Salve ragazzi, con la mia prima recensione ho scelto di parlare di un gruppo New prog spesso dimenticato (poi ne spiegherò i motivi) ma che a mio avviso ha contribuito (assieme ai Marillion e agli Iq) a riportare in auge un tipo di musica che sembrava ormai spazzato via.
La principale accusa che si può muovere ad un gruppo New prog è quella di essere derivativo, poco originale, volutamente citazionista. Se molte volte effettivamente i lavori di questi gruppi appaiono poco innovativi o sperimentali, è altrettanto verò che i "figli" del prog settantiano hanno spesso composto opere di spessore, che non sfigurano di fronte a quelle più celebrate in passato.

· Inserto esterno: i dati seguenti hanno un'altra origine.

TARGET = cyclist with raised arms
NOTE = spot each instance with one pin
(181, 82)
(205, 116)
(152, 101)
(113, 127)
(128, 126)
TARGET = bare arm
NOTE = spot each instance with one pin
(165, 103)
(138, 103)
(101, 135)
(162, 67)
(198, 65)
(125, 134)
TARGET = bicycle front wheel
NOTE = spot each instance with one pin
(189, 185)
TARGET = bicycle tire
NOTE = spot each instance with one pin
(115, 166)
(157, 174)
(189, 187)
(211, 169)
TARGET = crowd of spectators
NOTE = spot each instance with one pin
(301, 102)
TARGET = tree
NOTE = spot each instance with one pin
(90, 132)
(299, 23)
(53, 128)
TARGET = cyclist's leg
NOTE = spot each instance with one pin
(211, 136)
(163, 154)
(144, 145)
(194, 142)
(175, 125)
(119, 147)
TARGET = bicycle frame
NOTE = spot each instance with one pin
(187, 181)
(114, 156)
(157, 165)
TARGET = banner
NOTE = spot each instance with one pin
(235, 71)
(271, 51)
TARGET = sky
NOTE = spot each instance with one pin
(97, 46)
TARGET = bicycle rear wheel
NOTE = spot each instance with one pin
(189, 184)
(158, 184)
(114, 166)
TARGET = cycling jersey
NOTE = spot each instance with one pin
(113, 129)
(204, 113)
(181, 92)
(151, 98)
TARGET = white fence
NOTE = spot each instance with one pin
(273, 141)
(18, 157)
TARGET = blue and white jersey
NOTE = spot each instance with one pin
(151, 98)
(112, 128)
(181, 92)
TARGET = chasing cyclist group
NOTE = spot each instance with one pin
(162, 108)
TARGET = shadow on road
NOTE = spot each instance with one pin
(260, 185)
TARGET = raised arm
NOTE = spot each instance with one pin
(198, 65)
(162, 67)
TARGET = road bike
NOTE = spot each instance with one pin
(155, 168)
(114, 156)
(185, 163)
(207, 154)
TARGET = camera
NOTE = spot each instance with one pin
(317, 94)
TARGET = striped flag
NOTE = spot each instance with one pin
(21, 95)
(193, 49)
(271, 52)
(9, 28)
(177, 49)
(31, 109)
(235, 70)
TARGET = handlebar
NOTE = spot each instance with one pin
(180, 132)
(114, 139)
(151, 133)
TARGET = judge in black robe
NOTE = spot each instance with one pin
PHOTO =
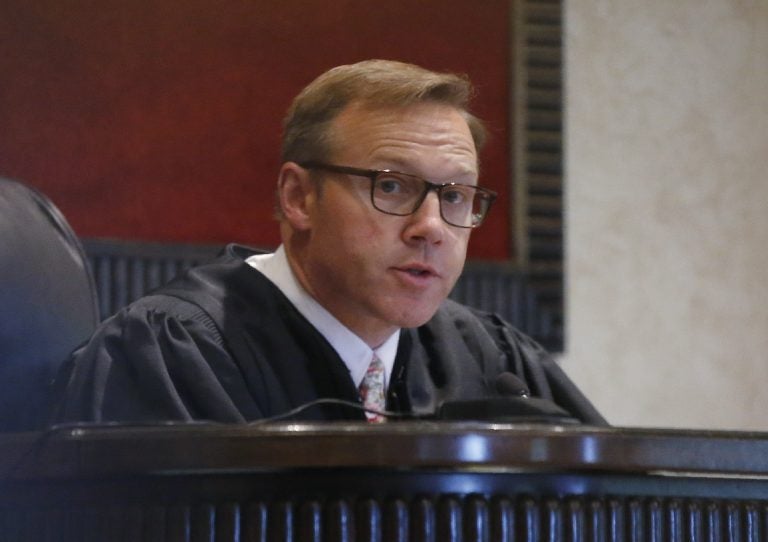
(222, 343)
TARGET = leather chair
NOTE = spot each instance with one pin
(48, 302)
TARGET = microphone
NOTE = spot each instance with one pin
(508, 385)
(514, 405)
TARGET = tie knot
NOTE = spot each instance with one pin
(372, 390)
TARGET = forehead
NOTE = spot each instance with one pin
(418, 138)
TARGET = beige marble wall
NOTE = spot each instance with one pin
(667, 210)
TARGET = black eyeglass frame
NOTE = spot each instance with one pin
(373, 174)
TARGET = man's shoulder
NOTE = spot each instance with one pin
(480, 326)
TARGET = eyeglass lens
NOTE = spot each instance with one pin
(460, 205)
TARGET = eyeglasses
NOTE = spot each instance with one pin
(401, 194)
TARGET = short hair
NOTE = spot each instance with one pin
(374, 83)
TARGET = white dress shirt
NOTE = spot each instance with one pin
(354, 352)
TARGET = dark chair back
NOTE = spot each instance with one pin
(48, 302)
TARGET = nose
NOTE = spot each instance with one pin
(426, 224)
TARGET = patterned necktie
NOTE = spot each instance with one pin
(372, 390)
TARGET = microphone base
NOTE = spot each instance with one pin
(516, 410)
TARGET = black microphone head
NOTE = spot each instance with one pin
(509, 385)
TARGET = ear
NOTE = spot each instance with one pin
(297, 195)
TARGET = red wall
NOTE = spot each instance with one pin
(160, 120)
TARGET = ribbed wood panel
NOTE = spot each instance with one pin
(542, 43)
(445, 518)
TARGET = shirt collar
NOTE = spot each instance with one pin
(352, 350)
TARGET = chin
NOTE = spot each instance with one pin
(416, 316)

Licona di questo sottogenere del progressive sono senza ombra di dubbio i Marillion, guidati da un leader magari un po' troppo debitore verso un certo Peter Gabriel, ma a suo modo istrione e dotato di un'indubbia tecnica teatrale che lo ha reso famoso per circa un decennio. Gli Iq sono stati invece l'altra faccia della medaglia: meno spettacolari, meno dotati tecnicamente, con un leader meno carismatico e con un seguito effettivamente minore. Hanno comunque contribuito al genere con alcuni bei dischi che sicuramente non sfigurano nel panorama degli anni '80.

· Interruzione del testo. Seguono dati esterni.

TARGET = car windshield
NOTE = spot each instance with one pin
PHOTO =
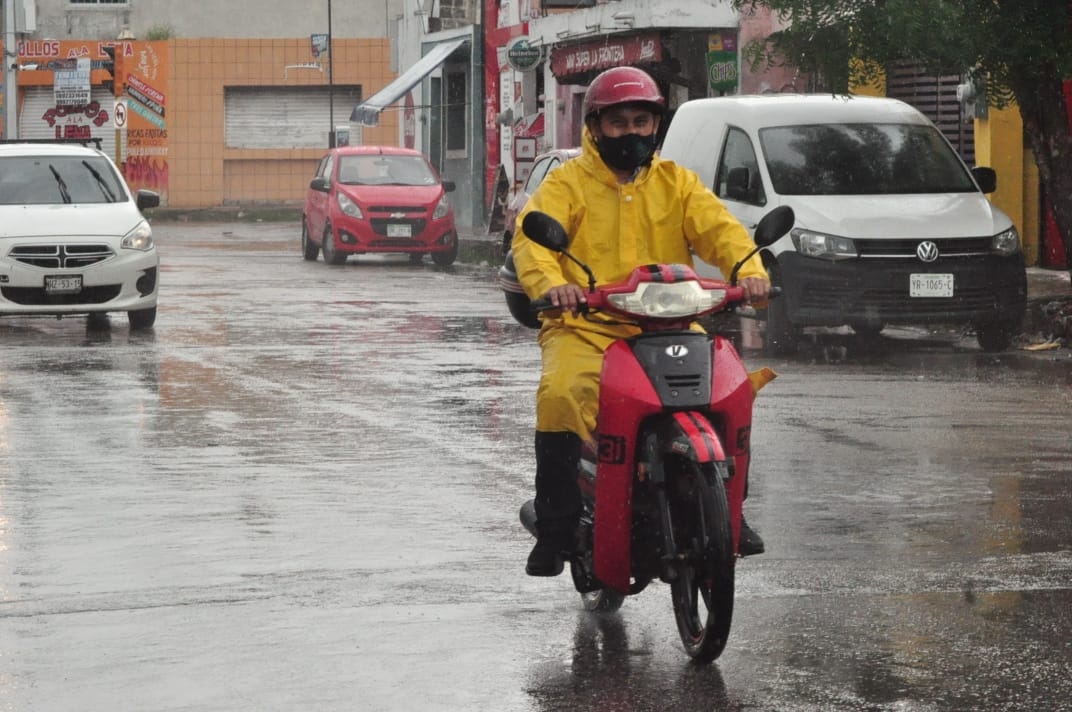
(55, 179)
(862, 159)
(385, 171)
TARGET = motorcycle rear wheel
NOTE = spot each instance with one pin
(703, 589)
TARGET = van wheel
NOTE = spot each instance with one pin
(996, 336)
(782, 337)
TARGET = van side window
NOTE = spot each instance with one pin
(738, 177)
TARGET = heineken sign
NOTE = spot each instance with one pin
(521, 55)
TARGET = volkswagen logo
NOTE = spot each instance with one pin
(926, 251)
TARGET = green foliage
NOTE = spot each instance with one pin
(160, 32)
(1013, 43)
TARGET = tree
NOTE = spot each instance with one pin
(1015, 50)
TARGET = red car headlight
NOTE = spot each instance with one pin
(347, 206)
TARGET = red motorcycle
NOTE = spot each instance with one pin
(664, 479)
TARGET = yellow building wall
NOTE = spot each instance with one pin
(206, 173)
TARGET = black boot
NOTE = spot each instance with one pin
(750, 543)
(557, 502)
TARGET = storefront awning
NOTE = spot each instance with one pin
(368, 112)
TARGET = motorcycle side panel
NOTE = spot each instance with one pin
(626, 397)
(731, 398)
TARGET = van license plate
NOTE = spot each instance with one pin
(63, 283)
(931, 285)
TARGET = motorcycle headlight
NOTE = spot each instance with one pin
(442, 209)
(1006, 243)
(139, 238)
(824, 247)
(672, 300)
(347, 206)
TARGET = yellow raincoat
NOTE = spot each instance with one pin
(663, 216)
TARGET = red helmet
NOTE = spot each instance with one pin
(622, 85)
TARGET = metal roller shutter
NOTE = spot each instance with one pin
(286, 117)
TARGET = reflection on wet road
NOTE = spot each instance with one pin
(300, 491)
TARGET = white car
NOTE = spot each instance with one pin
(73, 240)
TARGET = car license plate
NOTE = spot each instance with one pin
(63, 283)
(931, 285)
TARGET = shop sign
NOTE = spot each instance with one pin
(521, 55)
(612, 52)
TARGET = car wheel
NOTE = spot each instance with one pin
(309, 249)
(446, 258)
(142, 319)
(782, 337)
(996, 336)
(331, 254)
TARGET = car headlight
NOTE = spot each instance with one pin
(1006, 243)
(824, 247)
(442, 209)
(347, 206)
(139, 238)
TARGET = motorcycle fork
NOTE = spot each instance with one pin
(657, 478)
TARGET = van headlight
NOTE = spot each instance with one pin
(1006, 243)
(139, 238)
(824, 247)
(442, 209)
(347, 206)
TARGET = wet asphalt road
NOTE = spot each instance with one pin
(299, 492)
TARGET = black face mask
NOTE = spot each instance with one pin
(626, 152)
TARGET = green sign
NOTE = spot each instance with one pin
(522, 55)
(721, 72)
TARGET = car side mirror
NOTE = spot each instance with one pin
(987, 178)
(146, 198)
(774, 224)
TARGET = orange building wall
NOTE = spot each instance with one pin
(205, 173)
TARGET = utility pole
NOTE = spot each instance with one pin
(10, 72)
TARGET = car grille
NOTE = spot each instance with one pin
(381, 216)
(906, 248)
(38, 297)
(893, 303)
(60, 256)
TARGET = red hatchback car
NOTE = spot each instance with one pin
(377, 198)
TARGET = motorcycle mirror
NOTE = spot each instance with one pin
(545, 231)
(771, 228)
(774, 225)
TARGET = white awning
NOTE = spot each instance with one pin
(368, 112)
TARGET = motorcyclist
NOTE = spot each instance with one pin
(623, 207)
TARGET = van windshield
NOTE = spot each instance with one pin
(862, 159)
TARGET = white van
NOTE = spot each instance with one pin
(892, 227)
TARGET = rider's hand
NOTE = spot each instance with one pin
(567, 296)
(757, 290)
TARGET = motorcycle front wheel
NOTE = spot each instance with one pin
(702, 590)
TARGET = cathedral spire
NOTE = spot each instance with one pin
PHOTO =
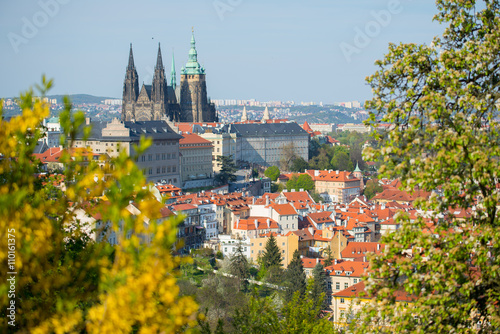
(192, 66)
(266, 116)
(173, 80)
(159, 61)
(244, 116)
(131, 65)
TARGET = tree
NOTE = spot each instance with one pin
(329, 257)
(295, 277)
(272, 172)
(442, 100)
(262, 315)
(302, 181)
(271, 256)
(341, 161)
(319, 287)
(65, 281)
(372, 188)
(299, 165)
(239, 266)
(288, 155)
(227, 169)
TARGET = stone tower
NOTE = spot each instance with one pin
(194, 104)
(159, 90)
(130, 89)
(244, 116)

I Pendragon hanno scelto invece di perseguire un obiettivo: seguire le orme dei "maestri", scegliendo però un approccio meno teatrale e volutamente più melodico. Spesso proprio per questo sono stati oggetto di aspre critiche, molti li hanno definiti "un gruppo pop che vorrebbe essere prog". Non è proprio così ed album come questi lo dimostrano. "The Window Of Life" non è sicuramente il disco più famoso del gruppo guidato da Nick Barrett ("The World" del 1991, che lo precede e "The Masquerade Overture" del 1996, sono forse i loro capolavori ), ma è quello che ne codifica la proposta sonora, che sostanzialmente rimarrà immutata fino ai giorni nostri.

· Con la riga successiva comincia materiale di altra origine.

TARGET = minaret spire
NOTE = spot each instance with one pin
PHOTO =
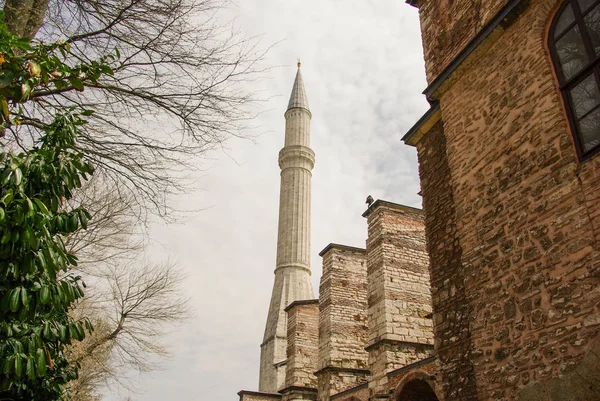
(298, 97)
(292, 271)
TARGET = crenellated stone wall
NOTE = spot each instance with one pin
(512, 224)
(399, 300)
(447, 27)
(343, 331)
(302, 348)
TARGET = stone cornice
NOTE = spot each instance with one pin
(297, 156)
(349, 391)
(341, 247)
(391, 205)
(298, 388)
(384, 341)
(411, 366)
(342, 369)
(259, 393)
(301, 303)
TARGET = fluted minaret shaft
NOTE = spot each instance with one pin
(292, 272)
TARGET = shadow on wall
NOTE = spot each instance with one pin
(582, 384)
(417, 390)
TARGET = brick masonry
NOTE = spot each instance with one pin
(399, 300)
(343, 331)
(512, 216)
(302, 347)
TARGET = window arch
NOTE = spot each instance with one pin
(574, 43)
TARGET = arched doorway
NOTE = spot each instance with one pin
(416, 390)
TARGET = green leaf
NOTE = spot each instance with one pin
(8, 197)
(4, 108)
(25, 90)
(76, 83)
(6, 77)
(18, 176)
(24, 298)
(41, 206)
(5, 237)
(62, 333)
(60, 84)
(30, 370)
(18, 365)
(14, 299)
(45, 295)
(40, 362)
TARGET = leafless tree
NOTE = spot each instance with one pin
(131, 302)
(131, 309)
(178, 87)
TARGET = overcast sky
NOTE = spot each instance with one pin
(363, 70)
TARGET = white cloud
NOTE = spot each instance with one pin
(363, 69)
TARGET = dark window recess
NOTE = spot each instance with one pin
(575, 47)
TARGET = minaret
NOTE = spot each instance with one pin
(292, 272)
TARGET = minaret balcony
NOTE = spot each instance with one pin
(297, 156)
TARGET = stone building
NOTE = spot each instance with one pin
(510, 178)
(371, 326)
(492, 291)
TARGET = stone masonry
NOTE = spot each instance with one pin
(343, 331)
(399, 300)
(292, 272)
(302, 350)
(512, 212)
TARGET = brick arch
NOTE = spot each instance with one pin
(416, 386)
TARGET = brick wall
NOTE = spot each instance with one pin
(258, 396)
(447, 26)
(399, 299)
(517, 299)
(451, 310)
(302, 346)
(343, 361)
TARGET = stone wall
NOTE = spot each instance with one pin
(399, 300)
(358, 393)
(451, 310)
(303, 345)
(516, 301)
(343, 361)
(246, 395)
(447, 26)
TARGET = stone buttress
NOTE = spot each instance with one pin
(292, 272)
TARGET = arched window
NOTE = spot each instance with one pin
(574, 42)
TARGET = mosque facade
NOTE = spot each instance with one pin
(491, 292)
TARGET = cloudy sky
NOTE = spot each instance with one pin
(363, 69)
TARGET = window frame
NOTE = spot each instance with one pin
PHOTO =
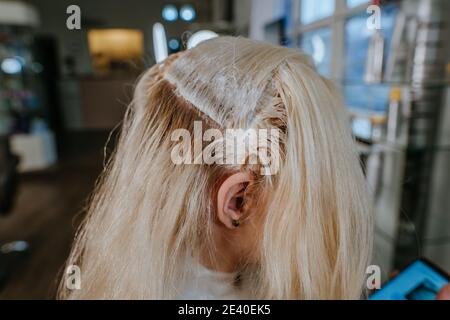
(336, 22)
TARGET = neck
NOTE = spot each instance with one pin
(223, 256)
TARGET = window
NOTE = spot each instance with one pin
(313, 10)
(317, 44)
(357, 93)
(355, 3)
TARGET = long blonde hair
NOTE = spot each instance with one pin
(148, 214)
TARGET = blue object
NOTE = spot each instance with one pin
(419, 281)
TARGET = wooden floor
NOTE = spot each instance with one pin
(48, 208)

"The Walls of Babylon" ci proietta subito in un atmosfera maestosa e misteriosa molto (forse troppo) simile a "Shine On You Crazy Diamond", ma che comunque regala 4 minuti di pura poesia. Tutto poi cambia e la batteria ed il basso si fanno presenti, con un incedere alla "Watcher of the Skies", che conduce poi il pezzo verso atmosfere più tipicamente rock fino alla conclusione. Più melodica è la successiva "Ghosts", che si affida alla bravura del tastierista Clive Nolan ed a un cantato di Barrett piuttosto sottotono (spesso proprio le parti vocali saranno il loro tallone d'Achille). Il brano comunque scorre bene e presenta degli interventi solistici di buon gusto melodico. Uno dei pezzi più noti dei Pendragon è sicuramente "Breaking the Spell", che è forse ciò che meglio esprime lo spirito del gruppo e ciò che più questo ama: prog romantico e sognante, con lunghi assoli di chitarra e tastiere in primo piano. Nell'introduzione Barrett non sfigura alla voce, e quando parte l'assolo di chitarra si resta increduli di fronte alla grande bravura del chitarrista: incisivo, ma mai invadente, con soluzioni sempre interessanti che non fanno annoiare. Un brano che un vero amante del prog dovrebbe assolutamente ascoltare.
"The Last Man on Earth" è il brano più lungo del disco (con i suoi 14 minuti e mezzo di durata), e nella prima metà ricalca le sonorità intime e avvolgenti del brano precedente. Successivamente la batteria ed il basso si fanno più pulsanti e il tutto si fa più aggressivo e più prettamente prog, con cambi di tempo e assoli di chitarra. "Nostradamus (Stargazing)" ha un incedere più poppettaro e commerciale, con un ritornello ripetutto troppe volte e alla lunga noioso. E' sicuramente il punto debole dell'album. La conclusione è affidata alla bellissima "Am I Really Losing You?", un gioiellino finale delizioso ed affascinante, perfetto come chiusura di un concerto. La voce di Barrett è qui in simbiosi con la musica, ed il lungo assolo finale ci riporta la mente alle atmosfere rarefatte "Soon" degli Yes, come a chiudere il cerchio delle citazioni cominciato con "The Walls of Babylon".
In conclusione quindi un disco non perfetto, ma pienamente sentito e suonato con convinzione (dote rara in un genere come il prog fatto spesso di eccessivi tecnicismi), che fa delle emozioni e non della tecnica il suo punto forte.